Unanimement reconnu, aimé, respecté, par ses amis et sa génération, Glenmor l’est tout autant par les générations suivantes : un mythe, une légende. Glenmor incarne, dès ses débuts en 1959, à lui tout seul, le réveil de la culture bretonne, par la musique, la poésie et le chant. C’est dans son sillage que vont s’engouffrer poètes, écrivains et musiciens, à commencer par Alan Stivell (l’esprit musical de la harpe aux doigts d’or) et Gilles Servat, Tri Yann…. En 1977, Glenmor déclare : « Je suis le premier à avoir semé le grain. Ce sont mes enfants ou les enfants de mes enfants qui jouiront des récoltes. »

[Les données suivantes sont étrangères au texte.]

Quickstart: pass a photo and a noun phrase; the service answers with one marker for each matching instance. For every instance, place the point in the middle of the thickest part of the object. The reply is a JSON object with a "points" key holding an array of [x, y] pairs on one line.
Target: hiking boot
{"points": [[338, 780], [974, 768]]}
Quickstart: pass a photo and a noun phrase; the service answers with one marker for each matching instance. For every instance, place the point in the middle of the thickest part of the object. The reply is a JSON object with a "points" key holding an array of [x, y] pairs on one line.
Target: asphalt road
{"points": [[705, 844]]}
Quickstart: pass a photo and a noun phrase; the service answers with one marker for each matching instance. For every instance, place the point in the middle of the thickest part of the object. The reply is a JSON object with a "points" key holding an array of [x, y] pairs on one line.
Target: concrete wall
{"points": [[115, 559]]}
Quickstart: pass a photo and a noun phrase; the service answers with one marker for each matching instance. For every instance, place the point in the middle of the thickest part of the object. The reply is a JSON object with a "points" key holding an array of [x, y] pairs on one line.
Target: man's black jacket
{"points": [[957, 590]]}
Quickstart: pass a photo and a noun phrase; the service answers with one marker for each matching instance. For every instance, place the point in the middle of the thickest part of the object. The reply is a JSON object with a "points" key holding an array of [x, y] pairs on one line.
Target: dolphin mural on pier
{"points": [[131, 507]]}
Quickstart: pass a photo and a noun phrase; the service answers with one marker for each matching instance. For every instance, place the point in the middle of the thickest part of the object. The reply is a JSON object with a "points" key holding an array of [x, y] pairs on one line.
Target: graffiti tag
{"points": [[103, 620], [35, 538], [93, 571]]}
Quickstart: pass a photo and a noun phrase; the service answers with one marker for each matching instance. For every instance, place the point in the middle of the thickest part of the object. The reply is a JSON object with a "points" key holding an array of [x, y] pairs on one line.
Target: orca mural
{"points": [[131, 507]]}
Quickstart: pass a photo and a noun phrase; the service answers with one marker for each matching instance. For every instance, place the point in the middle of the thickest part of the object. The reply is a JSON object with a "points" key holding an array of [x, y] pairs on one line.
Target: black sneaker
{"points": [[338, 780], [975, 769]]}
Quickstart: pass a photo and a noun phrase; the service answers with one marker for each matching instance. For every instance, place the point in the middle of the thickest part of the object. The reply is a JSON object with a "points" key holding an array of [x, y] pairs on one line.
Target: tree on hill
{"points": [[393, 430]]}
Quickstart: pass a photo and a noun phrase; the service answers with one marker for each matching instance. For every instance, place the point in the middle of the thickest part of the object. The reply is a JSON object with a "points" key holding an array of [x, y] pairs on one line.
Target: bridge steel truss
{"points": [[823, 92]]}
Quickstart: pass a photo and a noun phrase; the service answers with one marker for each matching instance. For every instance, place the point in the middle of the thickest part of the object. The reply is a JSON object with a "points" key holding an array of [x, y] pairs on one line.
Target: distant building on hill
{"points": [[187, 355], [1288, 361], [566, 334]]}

(..) Glenmor, Émile Le Scanve à l’état civil, Milig ar Skañv, en breton, est né le 25 juin 1931 au lieu-dit Ar Vouillen, commune de Maël-Carhaix (Côtes-d’Armor), dans une famille de paysans. Sa vocation naît quand il a dix ans. Glenmor fréquente l’école communale où on lui interdit de parler breton, la seule langue que parle et écrit son père. Il entre en 1941 au petit séminaire de Quintin, où il fait ses études secondaires et obtient ses deux baccalauréats à 17 ans. Chrétien, il en ressort avec un anticléricalisme viscéral. Après avoir fait son service militaire à Paris, il obtient en 1952 une licence de philosophie à Rennes. Kierkegaard est son philosophe de prédilection. Le monde l’attire. L’univers l’attire. Son pays le berce. Il a appris la vie, la terre, la joie, la souffrance dans une langue niée, moquée : « plouc », « nigouse », « péquenot », ces mots le blessent, mais les mots l’obsèdent et la musique aussi. Il sera barde : « Écris pour le peuple la première loi de la sagesse. Grave dans la pierre l’image d’un oiseau des mers, il sera ton symbole de voyage et de liberté. La sagesse ne se cache pas dans un enclos. Elle est déesse des horizons les plus reculés. Tout peuple doit se guider sur son temple. » 

(..) En octobre 1959, Glenmor à vingt-huit ans. Sa carrière artistique débute par un récital à Paris. Dès lors, il tente de vivre de ses chansons et adopte le nom de scène de Glenmor. Il se produit à Montparnasse, puis, à Bruxelles en 1961 où il connait Jacques Brel et rencontre sa future femme, au caractère aussi déterminé que le sien, Arrivée en Bretagne, elle se renomme Katell. Dès son retour, Glenmor décide de « travailler la Bretagne ». Il s’agit d’une bataille, qui commence dans les auberges rurales, dans les caboulots des petites villes de la côte. Glenmor chante et se produit partout, inlassablement. Bientôt, et Katell, qui abat un travail considérable n’y est pas pour rien, Glenmor embrasse et embrase une Bretagne, qui l’attendait. Son charisme est magnétique, ses paroles, en français et/ou en breton, imbibées de poésie, claquent dans chaque baie, sa voix roule comme le vent et s’abat comme une vague. En mêlant poésie et politique, Glenmor demeure dans la tradition celtique. Xavier Grall, enthousiaste, ne tient déjà plus en place. Sa Bretagne, largement idéalisée, a trouvé son Barde : « Et le barde sait qu’il va établir sa souveraineté sur un peuple aveugle, un peuple rampant, un peuple-crapaud. Et malgré les lâchetés de ce peuple aux poches trouées, au cœur crevé, ce peuple à qui l’on a volé d’âme et la chaumine, le rêve vit en terre de Bretagne…. Qu’il veuille seulement entendre la voix bardique de l’insoumission et de l’orgueil. Que les manants sachent qu’ils peuvent être maîtres et seigneurs. Il n’est que d’écouter cette voix rouillée qui porte la gloire ancienne des nations vaincues. Je vous dis, moi, que quelque chose va se passer entre ce peuple assis et cet homme debout, quelque chose de magique, une sorte d’envoûtement. Nous ne sommes pas chez Descartes. Nous sommes chez Merlin. »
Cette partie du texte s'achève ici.